After three straight years of losses, analysts are finally prepared to say gold prices have found a bottom, with rising prices seen this year and next as concerns over the pace of U.S. monetary policy tightening fade.
Gold analysts polled by Reuters have hiked their forecasts for the precious metal by nearly $100 an ounce since the start of the year after it posted its biggest quarterly rise in nearly 30 years in the three months to March.
The survey of 30 analysts at banks and trading houses carried out this month returned an average 2016 gold price forecast of $1,209 an ounce, up from $1,118 in a similar poll in January.

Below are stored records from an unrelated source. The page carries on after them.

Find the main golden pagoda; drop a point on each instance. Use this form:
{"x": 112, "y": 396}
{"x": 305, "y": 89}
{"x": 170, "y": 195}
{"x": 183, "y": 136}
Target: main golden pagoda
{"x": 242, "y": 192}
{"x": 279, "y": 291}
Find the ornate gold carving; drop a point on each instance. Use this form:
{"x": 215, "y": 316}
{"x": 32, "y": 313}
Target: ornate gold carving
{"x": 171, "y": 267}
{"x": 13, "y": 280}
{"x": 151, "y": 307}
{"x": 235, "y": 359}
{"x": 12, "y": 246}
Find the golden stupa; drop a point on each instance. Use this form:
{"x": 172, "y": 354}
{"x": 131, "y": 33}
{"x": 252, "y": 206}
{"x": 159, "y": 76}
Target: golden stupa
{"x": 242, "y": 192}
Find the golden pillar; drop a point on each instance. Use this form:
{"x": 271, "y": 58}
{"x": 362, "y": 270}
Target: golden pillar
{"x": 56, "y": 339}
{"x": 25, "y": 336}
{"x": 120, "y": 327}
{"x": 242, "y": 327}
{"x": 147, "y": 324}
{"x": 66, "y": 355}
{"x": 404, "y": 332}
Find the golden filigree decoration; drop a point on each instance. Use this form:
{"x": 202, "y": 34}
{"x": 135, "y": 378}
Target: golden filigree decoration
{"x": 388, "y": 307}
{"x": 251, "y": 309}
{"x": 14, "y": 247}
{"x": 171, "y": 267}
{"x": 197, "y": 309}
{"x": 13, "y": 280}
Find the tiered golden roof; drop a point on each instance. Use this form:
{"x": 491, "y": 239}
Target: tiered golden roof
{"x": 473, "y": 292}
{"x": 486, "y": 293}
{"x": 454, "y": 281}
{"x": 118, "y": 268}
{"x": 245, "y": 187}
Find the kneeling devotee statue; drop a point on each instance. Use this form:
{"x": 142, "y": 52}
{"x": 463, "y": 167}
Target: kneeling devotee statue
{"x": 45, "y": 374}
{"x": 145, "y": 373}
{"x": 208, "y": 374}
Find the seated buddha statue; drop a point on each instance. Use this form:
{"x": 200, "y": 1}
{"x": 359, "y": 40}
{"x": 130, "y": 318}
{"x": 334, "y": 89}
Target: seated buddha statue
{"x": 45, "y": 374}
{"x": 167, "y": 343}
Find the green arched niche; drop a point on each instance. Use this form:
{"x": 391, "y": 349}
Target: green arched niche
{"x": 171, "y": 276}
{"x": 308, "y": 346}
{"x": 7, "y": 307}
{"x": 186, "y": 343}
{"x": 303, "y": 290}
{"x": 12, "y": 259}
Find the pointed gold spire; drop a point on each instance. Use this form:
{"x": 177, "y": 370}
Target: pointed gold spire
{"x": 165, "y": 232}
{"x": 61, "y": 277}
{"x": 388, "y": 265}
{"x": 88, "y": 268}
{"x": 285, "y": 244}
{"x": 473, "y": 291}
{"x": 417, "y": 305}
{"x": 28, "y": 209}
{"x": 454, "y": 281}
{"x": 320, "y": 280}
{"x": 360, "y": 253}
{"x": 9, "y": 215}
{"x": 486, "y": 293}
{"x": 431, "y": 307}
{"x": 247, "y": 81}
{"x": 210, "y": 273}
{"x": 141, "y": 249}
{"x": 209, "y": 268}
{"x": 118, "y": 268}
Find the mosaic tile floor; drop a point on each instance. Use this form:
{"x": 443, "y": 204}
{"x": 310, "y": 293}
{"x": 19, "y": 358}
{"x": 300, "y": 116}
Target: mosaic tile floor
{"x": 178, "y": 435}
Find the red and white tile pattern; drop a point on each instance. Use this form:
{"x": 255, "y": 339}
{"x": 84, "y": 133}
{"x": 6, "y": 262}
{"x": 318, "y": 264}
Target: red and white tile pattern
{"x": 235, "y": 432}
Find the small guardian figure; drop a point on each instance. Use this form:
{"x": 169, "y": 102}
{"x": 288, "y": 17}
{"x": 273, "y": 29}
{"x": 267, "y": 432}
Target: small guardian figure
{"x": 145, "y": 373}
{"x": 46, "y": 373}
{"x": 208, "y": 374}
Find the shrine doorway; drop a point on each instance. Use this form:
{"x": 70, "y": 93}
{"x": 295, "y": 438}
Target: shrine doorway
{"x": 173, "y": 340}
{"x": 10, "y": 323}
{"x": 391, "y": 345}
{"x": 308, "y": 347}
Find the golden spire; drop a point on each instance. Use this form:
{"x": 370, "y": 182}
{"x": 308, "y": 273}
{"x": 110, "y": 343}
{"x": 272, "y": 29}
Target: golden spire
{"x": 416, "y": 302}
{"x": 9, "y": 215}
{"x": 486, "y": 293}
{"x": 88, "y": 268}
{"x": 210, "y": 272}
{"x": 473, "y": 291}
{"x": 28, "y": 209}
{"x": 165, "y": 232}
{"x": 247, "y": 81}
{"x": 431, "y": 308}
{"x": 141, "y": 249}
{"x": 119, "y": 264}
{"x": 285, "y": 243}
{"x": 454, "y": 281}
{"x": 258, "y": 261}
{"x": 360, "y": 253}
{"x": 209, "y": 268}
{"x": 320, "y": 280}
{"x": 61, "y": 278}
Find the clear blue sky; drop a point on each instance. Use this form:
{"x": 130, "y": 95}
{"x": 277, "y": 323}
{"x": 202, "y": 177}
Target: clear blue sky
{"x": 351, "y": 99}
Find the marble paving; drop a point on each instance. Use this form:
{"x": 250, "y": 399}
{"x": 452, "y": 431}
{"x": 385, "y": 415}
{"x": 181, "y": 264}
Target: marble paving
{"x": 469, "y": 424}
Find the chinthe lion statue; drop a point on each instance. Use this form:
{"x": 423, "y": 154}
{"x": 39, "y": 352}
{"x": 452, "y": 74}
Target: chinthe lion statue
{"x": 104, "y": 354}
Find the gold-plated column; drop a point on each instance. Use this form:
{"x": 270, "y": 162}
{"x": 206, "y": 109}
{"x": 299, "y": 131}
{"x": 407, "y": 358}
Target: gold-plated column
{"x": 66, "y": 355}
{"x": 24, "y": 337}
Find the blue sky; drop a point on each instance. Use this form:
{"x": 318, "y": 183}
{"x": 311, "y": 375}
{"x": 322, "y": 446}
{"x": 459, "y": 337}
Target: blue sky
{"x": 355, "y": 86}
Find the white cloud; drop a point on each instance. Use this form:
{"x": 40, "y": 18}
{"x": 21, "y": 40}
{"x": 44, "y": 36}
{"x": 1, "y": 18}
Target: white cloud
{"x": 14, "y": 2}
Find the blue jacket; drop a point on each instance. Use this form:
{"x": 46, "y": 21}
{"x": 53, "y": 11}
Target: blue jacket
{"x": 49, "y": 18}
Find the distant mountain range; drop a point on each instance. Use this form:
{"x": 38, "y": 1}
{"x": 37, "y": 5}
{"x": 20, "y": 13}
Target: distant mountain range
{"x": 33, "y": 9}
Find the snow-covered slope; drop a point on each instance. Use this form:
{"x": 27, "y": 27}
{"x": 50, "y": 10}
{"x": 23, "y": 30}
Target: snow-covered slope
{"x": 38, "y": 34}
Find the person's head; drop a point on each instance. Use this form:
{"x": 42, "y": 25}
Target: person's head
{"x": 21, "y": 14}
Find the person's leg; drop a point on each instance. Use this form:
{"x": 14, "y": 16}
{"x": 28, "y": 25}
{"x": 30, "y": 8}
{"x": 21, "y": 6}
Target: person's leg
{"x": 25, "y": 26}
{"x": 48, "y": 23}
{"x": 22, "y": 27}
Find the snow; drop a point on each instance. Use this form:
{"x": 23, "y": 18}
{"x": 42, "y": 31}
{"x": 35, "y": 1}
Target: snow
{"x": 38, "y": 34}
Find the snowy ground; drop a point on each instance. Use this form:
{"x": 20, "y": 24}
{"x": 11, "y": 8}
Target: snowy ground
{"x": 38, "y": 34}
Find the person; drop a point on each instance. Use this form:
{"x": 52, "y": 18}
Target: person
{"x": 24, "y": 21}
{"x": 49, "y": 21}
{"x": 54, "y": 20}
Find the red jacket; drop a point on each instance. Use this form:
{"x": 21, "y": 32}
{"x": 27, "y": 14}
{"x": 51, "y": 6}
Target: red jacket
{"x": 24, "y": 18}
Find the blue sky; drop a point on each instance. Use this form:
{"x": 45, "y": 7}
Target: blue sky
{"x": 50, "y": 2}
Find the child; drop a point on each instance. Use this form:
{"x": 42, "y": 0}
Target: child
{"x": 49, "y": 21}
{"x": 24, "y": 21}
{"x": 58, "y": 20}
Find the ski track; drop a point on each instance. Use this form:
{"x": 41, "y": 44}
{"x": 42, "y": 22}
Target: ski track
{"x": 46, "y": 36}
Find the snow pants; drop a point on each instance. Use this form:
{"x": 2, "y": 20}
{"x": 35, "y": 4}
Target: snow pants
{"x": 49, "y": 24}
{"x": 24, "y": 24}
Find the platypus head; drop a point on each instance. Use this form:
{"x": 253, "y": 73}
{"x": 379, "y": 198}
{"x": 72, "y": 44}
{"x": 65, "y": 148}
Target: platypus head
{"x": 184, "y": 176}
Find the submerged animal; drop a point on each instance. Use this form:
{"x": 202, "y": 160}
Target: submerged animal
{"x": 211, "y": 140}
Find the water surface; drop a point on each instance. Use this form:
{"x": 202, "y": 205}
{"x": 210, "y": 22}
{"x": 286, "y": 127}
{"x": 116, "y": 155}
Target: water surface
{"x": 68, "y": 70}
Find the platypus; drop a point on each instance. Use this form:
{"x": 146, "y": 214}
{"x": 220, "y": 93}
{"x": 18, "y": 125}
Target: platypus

Last year, prices averaged $1,159 an ounce.
They are expected to rise steadily this year, peaking at an average $1,250 an ounce in the fourth quarter, the survey showed, before extending gains to average $1,300 an ounce in 2017. That would be its highest annual average since 2013.
“The chief supportive factors are the shift in Fed stance, the weaker dollar and the prospect of inflation,” Macquarie analyst Matthew Turner said. “The first two have raised the base price, the third is why we expect higher medium-term prices.”
Gold has already climbed 16 percent so far this year as expectations for an imminent hike in U.S. interest rates faded. Gold is highly sensitive to rising rates, which lift the opportunity cost of holding non-yielding assets, while boosting the dollar. Gold is also a traditional hedge against inflation.